Jesus Died for This?: A Satirist’s Search for the Risen Christ
This book is hard to categorize. At first you might think it’s an American religion reporter’s travelogue, introducing readers to noteworthy historical sites, contemporary conferences, or outreach opportunities. Early chapters take us in 2007 from Becky Garrison’s home in New York City to Israel, England and Ireland, the Bahamas, and, most interestingly, Jordan; and later chapters to California and the Pacific Northwest. The chapters appear chronologically as they were written and (seemingly/probably) published in magazines or blogs. Garrison regularly contributes to Sojourners and has written for other magazines including The Wittenburg Door.
Every few pages, the text wraps around a complementary photo, often of a setting she has described or of an illustrative cartoon (not her own).
But there’s more. This is a spiritual journey of a satirist, someone who jabs at human and institutional foibles with wit that can be caustic, but, in its best forms, redemptive. Garrison writes from the vantage point of middle age. As the book progresses, the reader “hears” a more reasoned and seasoned voice, the voice of a woman who is listening more to the Spirit who speaks with a still voice. She starts looking for ways to draw believers together rather than sitting in separate rooms, and grows closer to Christ who draws us to His table.
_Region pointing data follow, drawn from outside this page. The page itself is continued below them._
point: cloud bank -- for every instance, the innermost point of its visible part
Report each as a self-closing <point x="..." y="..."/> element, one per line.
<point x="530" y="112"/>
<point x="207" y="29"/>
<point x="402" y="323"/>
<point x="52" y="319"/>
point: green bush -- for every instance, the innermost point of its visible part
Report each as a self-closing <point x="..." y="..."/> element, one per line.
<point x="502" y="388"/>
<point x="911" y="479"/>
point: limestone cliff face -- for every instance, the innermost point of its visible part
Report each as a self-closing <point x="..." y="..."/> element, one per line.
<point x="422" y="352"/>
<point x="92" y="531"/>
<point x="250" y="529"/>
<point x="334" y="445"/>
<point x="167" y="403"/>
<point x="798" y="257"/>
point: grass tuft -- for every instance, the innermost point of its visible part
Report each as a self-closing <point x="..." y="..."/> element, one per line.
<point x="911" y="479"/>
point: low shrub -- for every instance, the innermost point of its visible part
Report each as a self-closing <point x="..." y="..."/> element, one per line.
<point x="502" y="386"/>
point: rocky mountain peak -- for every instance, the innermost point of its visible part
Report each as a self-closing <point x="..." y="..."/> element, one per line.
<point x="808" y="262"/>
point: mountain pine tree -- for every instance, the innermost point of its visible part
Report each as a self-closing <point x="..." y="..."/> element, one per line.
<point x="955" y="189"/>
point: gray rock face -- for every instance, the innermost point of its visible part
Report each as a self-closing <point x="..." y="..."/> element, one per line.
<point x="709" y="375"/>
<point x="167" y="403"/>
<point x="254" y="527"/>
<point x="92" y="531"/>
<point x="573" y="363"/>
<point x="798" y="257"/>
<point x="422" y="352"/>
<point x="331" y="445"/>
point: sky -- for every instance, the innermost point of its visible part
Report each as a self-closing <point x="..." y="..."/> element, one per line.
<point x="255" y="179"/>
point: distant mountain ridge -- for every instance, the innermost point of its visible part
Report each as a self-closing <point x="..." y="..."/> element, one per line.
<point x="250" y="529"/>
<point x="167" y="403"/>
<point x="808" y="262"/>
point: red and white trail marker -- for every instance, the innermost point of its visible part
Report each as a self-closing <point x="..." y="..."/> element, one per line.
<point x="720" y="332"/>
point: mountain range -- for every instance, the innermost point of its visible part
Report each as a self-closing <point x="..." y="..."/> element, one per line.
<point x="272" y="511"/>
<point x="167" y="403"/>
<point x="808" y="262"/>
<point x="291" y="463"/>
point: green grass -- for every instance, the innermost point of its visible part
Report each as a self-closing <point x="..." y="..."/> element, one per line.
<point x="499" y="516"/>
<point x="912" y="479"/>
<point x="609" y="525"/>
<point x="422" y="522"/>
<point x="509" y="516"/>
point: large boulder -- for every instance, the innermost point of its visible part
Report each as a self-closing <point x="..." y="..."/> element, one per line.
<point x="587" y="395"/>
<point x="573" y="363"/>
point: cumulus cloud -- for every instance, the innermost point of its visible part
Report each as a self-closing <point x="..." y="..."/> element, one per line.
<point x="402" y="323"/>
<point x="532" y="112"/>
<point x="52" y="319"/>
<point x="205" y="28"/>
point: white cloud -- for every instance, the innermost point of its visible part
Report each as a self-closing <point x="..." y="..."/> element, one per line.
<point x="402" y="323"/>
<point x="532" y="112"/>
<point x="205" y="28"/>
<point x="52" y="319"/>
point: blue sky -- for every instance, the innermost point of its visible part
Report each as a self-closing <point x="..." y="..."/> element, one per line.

This isn’t to say she has lost the “edge” of a satirist. There’s something here to offend most every Christian or Christian community. Garrison is opinionated and sometimes flip.
One of the best chapters, titled “Rogue Relative,” gives a very personal historical perspective to freedom-of-religion issues. Garrison can trace branches of her ancestry to the Mayflower and, more interestingly, to Roger Williams; because of his liberty-of-conscious views, Massachusetts Governor John Winthrop banished Williams to “Rogue” or Rhode Island. Toward the end of the chapter, Garrison asks, “If Williams and Winthrop can shake hands at the end of the day, what prevents me from extending the hand of compassion and love toward those who drive me nutso? Here’s where Christ has to enter the picture because I can’t do this radical-love biz on my own.”
Much, not all, of her this-side-of-the-Atlantic “conversation” seems to be with or about influential people (primarily men, she points out) who are players in various contemporary models of the church. Pointedly illustrating this, one cartoon pokes fun at a gathering of “influential emerging church bloggers.” If you don’t know the contextual meaning of “emerging church,” “New Monasticism,” “postmodernity,” “emergence,” or “missional” (a word that’s not in dictionaries), you might not hold on to the end of this book. But if you are familiar with these terms and have any interest in discussions of their demerits or merits, JESUS DIED FOR THIS? is for you.
If you think this review is a little scattered, well, let me return to my opening sentence: the book is hard to categorize. It’s a collection of essays by a woman with a critical eye on the well-being of the Christian church. My introduction to her work is long overdue.